Validation of the relationship between genetic variants and inhaled corticosteroid use on asthma exacerbations within Latinos (n=1,461) from GALA II and African Americans (n=563) from SAGE II*
| Study | SNP | Chr | Position | Allele† | MAF† | Gene | Parameter estimate for ICS‡ | P-value for ICS‡ | Parameter estimate for SNP‡ | P-value for SNP‡ | Parameter estimate for SNP x ICS interaction‡ | P-value for interaction‡ | P-value for joint test§ |
|---|---|---|---|---|---|---|---|---|---|---|---|---|---|
| GALA II | rs3827907 | 14 | 21238798 | C/T | 0.21 | EDDM3B | −0.16 | 0.521 | 0.21 | 0.194 | 0.15 | 0.503 | 0.029 |
| rs2629529 | 10 | 126534415 | C/A | 0.12 | -- | −0.12 | 0.634 | 0.17 | 0.405 | 0.08 | 0.766 | 0.281 | |
| rs73906251 | 20 | 29991274 | T/C | 0.02 | -- | −0.12 | 0.611 | −0.45 | 0.312 | 1.08 | 0.224 | 0.413 | |
| SAGE II | rs3827907 | 14 | 21238798 | C/T | 0.16 | EDDM3B | −1.01 | 0.183 | −1.04 | 0.021 | 0.96 | 0.053 | 0.041 |
| rs2629529 | 10 | 126534415 | C/A | 0.06 | -- | −0.93 | 0.204 | 0.15 | 0.794 | −0.01 | 0.995 | 0.876 | |
| rs73906251 | 20 | 29991274 | T/C | 0.08 | -- | −0.89 | 0.204 | −0.69 | 0.219 | −0.12 | 0.851 | 0.004 |
GALA II denotes the Genes-environments and Admixture in Latino Americans study; SAGE II, the Study of African Americans, Asthma, Genes, and Environments; SNP, single nucleotide polymorphism; Chr, chromosome; MAF, minor allele frequency; and ICS, inhaled corticosteroid.

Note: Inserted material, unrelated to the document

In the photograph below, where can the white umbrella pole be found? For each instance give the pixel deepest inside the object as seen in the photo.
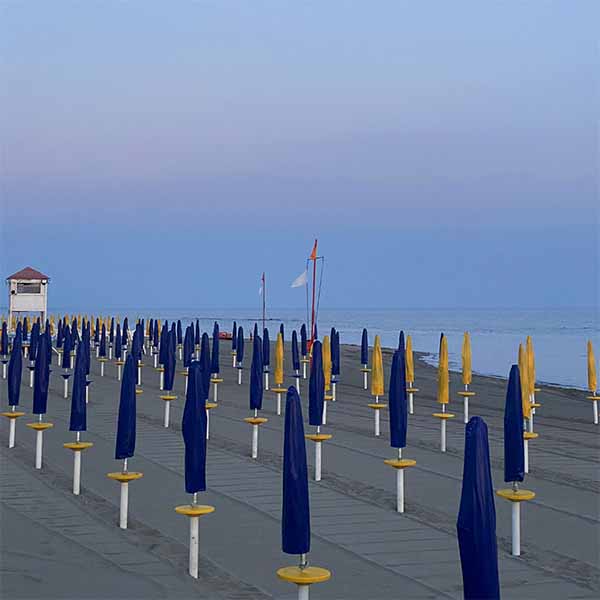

The validation analyses used logistic regression to model the retrospective relationship between severe asthma exacerbation in the year prior to study enrollment (i.e., burst oral corticosteroid use, asthma-related emergency department or unscheduled physician visits, and hospitalizations for asthma) and both SNPs and SNP x ICS interactions.
The effect allele (minor allele) is shown first, and the referent allele follows. The allele frequency of the “effect” allele is provided, and in the current table, this estimate is based on the observed frequency among individuals with asthma in each study.
The parameter estimates represent the risk of having a severe asthma exacerbation in the year prior to baseline assessment (i.e., the assessment at study enrollment). A negative parameter estimate indicates that the variable was associated with a lower risk of experiencing a severe asthma exacerbation. The parameter estimate for ICS represents the effect of ICS, a dichotomous indicator variable for participant-reported ICS use at the time of study enrollment. The parameter estimate for the SNP can be interpreted as the effect on exacerbation risk for each additional “effect” allele (i.e., none [=0], one [=1], or two alleles [=2]). The parameter estimate for the interaction term can be interpreted as the combined effect of ICS use at enrollment and the number of “effect” alleles on the risk of a severe asthma exacerbation. In both GALA II and SAGE II, ICS use was represented as a single dichotomous variable based patient reported use at the time of enrollment. The parameter estimates and P-values for the ICS, SNP, and SNP x ICS interaction variables are shown for the model simultaneously including these variables, as well as adjusting for patient age, sex, BMI percentile, secondhand smoke exposure, medication step at enrollment (a proxy for asthma severity based on Expert Panel Report-3 guidelines [National Asthma Education and Prevention Program. Expert Panel Report 3 (EPR-3): Guidelines for the Diagnosis and Management of Asthma-Summary Report 2007. J Allergy Clin Immunol. 120, 2007, S94-S138.]), and the first 3 principal components.
The likelihood ratio test assessed the significance of the difference in model fit between the full model (i.e., all of the aforementioned variables included) and the reduced model (i.e., the full model minus both the SNP and SNP x ICS interaction terms). In other words, a joint test was used to simultaneously assess the combined significance of the SNP and SNP x ICS interaction terms.